The links I used are usually legs that I've cut off of resistors, LEDs etc, very useful for projects like this.
You can easily add an On/Off switch to this, just add it into the power wire. In fact, if you have a On-Off-On switch then you could put it in place of the On-Off switch, wired up exactly the same and you'll get 3 options - Odd Scanlines, No Scanlines, Even Scanlines! (actually, when I tried this, it only worked if I used the 74LS74 and 74LS125 chips, not the slightly cheaper 74HC74, 74HC125 chips)
It's very easy to add this to a Dreamcast VGA box, just like adding it to the RGB to VGA Upscaler project.
You can squeeze it onto a tiny bit of strip board to fit into smaller project boxes, poke the wires through the same holes as the legs to remove excess rows/columns of holes.
This works absolutely great on my LCD monitor. My telly is okay, there is some slight horizontal banding where I guess my TV is doing some of it's own scaling still which is a bit annoying once you notice it. If I increase the resolution of my VGA device to match the number of vertical lines that my TV handles then it works fine, but the higher resolution means smaller scanlines also, it does however look a lot better still.
Scanline Width
Thanks to Toodles (and bootsector) for
sharing how to alter the width of the scanlines (check around post
329), excellent if you're running at a resolution higher than 640 x 480 (I'm
using it at 1024 x 768).

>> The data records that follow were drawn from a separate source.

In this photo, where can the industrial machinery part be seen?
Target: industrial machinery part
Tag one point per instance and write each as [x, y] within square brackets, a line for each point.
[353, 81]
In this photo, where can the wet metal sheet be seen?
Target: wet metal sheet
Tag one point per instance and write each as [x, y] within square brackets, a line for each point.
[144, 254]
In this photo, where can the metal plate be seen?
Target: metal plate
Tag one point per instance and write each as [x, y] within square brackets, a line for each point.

I added this to the SLG on my VGA upscaler, I
didn't want to pull it apart too much, so altered as little as possible.
Here's some diagrams I made and/or altered for it..
Here's a couple of screenshots showing MOTW running at 1024x768. The first one will shows the narrow scanlines, the second shows the wide scanlines - they may look too big in the photo, but when sat back from my TV, they look much better, the original narrow ones at this resolution are too narrow.
.
Summary of Components needed
1 x 74HC74 chip
1 x 74HC125 chip
Wires, Matrix Board
1 (or more depending on options) x On/Off Switch (or On/Off/On Switch)
Notes
The original post on GamesX has since
been updated with a description of how the ScanLine Generator works, also,
bigsanta says it's advisable to link up the unused inputs on the 74ls74 chip to
ground, don't leave them floating, I'll try this on the next one I make to see
if it makes using an on-off-on works properly on the HC chips (thanks bigsanta):
From
ニユ-マン on
GamesX
74LS74 changes state with every HSync pulse, so one line is untouched and the
next one is blanked (or vice-versa).
The switch selects if the blanking circuit (74LS125) has to erase the even or
the odd lines.
When 74LS125 is active the RGB lines are grounded and you see a black line.